Alot of people get some unknown generic and thats why sometimes they dont get results for a very long time.  You can get official brand propecia at this licensed U.K pharmacy with an easy online consultation http://www.europetabs.com

----------


## Artista

*Gradaffa does make a good point here.*

There are some generics that will not help as well, (and some not at all) as brand name Finasteride like *Propecia will do*.
*I was lucky* to have started with a generic Finasteride back in 2013 *that DOES work well for me*.
* 'Dr. Reddys' generic Finasteride is one of those generic meds that does work.*
Even though 'Dr.
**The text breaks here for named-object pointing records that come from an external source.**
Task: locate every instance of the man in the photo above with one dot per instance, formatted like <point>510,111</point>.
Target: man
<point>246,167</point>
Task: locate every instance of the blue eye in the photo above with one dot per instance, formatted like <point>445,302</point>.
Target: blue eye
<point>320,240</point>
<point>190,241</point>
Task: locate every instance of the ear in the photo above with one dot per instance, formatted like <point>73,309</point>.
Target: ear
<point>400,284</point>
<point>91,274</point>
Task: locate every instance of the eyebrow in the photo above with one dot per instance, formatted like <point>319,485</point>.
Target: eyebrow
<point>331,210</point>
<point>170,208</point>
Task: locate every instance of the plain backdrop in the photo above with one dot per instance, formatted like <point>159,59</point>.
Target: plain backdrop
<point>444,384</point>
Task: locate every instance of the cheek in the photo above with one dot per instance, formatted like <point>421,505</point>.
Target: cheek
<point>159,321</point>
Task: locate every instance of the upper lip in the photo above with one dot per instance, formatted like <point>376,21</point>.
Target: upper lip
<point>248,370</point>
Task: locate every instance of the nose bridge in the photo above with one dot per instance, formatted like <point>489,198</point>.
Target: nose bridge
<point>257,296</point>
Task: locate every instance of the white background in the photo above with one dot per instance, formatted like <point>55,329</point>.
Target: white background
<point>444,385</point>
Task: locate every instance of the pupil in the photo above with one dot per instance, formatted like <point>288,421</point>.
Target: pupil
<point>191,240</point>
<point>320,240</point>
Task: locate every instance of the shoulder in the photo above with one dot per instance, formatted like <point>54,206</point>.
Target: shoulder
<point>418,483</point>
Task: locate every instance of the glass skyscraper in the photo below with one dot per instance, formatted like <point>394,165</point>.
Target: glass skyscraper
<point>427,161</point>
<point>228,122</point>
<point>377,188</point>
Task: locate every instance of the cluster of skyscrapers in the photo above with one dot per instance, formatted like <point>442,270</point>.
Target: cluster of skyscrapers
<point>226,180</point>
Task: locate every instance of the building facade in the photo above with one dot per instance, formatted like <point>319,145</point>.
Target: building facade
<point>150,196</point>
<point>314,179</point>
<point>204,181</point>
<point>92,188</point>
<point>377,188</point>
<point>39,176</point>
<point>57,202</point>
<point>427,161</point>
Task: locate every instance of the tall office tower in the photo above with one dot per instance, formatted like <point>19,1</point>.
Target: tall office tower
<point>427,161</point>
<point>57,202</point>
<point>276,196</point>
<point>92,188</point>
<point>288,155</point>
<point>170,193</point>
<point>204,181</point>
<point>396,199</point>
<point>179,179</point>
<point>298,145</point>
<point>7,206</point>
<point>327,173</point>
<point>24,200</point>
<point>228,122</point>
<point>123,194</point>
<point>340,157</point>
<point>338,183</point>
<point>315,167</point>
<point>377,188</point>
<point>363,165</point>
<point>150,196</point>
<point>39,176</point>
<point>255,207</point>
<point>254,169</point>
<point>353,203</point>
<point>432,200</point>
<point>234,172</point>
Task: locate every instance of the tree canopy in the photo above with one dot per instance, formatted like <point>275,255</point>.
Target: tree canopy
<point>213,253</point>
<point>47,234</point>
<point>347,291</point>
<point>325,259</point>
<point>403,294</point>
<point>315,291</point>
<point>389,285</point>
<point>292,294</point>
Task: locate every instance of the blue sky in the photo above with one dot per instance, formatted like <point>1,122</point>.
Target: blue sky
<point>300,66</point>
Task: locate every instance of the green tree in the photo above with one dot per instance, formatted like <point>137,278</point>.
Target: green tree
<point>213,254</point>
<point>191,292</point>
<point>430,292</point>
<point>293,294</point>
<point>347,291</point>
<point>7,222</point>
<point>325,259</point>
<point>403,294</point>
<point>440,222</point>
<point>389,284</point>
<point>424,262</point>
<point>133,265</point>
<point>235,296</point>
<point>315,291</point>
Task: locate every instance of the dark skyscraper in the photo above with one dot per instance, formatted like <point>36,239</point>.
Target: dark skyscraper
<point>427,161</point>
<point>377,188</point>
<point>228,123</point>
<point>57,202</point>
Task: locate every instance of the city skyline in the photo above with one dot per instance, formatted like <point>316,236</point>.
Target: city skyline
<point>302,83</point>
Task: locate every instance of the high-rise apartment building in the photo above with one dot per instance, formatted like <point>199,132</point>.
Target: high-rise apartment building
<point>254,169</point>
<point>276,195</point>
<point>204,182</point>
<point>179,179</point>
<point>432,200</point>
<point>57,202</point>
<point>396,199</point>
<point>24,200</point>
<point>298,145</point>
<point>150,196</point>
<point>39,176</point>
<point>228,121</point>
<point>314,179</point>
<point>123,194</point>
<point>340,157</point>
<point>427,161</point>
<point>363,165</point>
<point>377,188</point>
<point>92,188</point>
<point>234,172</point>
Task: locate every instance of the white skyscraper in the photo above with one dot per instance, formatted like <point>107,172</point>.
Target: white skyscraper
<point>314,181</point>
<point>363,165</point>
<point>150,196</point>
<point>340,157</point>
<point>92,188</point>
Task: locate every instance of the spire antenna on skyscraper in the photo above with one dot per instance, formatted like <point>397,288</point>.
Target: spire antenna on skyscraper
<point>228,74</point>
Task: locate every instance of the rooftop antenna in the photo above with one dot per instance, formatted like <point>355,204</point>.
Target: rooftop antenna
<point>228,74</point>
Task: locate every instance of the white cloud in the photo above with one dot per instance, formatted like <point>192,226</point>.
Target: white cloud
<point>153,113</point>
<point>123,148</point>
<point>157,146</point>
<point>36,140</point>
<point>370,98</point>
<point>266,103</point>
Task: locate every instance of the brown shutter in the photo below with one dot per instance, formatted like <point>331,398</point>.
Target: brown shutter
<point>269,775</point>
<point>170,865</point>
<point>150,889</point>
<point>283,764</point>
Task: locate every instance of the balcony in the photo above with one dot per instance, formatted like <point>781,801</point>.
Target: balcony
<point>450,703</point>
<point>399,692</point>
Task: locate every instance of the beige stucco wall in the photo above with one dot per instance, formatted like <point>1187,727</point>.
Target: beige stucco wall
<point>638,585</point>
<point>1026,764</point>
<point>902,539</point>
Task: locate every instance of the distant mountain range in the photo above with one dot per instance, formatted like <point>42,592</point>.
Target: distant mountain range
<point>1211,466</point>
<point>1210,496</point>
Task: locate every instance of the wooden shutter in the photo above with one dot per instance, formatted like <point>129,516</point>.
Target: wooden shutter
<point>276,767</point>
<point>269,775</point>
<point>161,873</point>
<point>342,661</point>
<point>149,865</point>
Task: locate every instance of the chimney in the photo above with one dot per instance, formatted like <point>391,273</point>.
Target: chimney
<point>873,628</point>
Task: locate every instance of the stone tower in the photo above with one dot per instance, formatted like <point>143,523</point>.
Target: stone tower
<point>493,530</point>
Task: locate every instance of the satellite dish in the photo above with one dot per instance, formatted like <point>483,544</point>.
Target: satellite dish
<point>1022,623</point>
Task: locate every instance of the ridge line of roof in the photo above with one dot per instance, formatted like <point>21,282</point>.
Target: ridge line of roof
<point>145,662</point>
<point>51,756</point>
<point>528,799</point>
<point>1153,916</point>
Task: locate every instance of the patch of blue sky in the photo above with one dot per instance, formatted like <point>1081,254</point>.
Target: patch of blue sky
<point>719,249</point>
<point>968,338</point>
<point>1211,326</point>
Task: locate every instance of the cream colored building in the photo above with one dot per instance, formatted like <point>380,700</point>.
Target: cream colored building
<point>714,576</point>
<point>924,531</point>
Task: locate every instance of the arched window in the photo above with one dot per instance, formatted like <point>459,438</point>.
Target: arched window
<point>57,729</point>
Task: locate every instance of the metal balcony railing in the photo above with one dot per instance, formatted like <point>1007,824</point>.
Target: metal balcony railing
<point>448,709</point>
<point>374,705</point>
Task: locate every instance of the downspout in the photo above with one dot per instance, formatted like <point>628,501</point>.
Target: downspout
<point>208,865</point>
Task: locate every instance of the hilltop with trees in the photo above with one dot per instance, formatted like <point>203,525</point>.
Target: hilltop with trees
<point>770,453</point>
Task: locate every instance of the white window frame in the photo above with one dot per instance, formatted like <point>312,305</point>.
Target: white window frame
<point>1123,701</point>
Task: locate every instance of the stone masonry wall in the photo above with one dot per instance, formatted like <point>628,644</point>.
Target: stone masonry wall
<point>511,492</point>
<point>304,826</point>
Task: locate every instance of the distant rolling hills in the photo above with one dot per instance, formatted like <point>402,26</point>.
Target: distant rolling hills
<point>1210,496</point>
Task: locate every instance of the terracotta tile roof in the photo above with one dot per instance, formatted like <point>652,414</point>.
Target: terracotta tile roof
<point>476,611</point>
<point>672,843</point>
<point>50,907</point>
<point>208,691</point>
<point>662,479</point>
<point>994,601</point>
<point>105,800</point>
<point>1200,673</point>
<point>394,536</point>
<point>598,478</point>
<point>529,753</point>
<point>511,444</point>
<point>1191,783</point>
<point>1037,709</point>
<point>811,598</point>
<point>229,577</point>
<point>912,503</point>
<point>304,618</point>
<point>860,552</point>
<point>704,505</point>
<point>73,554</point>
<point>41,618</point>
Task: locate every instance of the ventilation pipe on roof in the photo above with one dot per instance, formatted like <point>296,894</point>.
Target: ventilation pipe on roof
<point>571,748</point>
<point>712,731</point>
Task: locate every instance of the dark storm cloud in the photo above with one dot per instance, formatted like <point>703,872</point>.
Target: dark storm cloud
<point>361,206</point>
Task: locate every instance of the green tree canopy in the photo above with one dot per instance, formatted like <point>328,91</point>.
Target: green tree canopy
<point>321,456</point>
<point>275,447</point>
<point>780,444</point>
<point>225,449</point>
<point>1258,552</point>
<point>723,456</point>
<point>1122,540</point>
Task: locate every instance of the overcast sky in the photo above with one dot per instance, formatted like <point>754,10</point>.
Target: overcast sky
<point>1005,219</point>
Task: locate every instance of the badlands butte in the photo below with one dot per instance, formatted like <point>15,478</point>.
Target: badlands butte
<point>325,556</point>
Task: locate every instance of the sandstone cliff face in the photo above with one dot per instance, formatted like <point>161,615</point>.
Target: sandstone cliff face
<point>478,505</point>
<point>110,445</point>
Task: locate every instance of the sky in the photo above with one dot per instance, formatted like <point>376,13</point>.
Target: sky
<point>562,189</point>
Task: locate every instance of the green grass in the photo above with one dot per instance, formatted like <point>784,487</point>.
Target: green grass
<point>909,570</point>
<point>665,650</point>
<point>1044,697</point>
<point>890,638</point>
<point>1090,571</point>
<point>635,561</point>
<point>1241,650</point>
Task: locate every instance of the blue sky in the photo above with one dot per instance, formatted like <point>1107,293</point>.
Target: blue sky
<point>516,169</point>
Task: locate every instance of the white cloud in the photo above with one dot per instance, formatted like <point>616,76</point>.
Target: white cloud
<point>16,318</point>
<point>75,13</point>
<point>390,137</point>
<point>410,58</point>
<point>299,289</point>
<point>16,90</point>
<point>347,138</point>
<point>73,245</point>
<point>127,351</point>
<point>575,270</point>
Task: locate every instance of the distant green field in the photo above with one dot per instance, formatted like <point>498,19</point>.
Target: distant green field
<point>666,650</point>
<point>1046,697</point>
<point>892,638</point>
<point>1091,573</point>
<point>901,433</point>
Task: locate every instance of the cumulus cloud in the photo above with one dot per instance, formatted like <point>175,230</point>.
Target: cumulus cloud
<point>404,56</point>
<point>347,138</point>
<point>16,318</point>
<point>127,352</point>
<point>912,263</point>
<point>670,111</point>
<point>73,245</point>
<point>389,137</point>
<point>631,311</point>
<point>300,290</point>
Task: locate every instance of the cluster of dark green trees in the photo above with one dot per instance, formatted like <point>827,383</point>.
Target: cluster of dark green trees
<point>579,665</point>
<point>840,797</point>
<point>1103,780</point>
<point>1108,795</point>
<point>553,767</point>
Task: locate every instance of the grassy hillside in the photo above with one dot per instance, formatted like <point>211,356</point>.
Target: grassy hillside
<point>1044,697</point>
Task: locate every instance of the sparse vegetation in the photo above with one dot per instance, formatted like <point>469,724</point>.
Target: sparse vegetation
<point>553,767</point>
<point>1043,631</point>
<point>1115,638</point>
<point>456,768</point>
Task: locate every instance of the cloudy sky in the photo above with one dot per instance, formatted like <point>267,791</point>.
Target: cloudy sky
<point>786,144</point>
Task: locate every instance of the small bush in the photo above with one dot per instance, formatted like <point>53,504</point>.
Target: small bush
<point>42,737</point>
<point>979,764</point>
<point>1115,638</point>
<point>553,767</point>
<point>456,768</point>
Reddys' has been improving my hair, I was considering changing to Propecia.
*I spoke with Spencer Kobren about that in early 2015.*
He suggested that I possibly just stay on that generic med'(Dr Reddys) being that *it IS working well* for me anyways. 
*To this day it IS improving my hair.*
I decided to stay on my generic med..I even talked with my doctor about it.
He knew for fact that many of his other patients were also using Dr. Reddys Finasteride with good ongoing results like for me. 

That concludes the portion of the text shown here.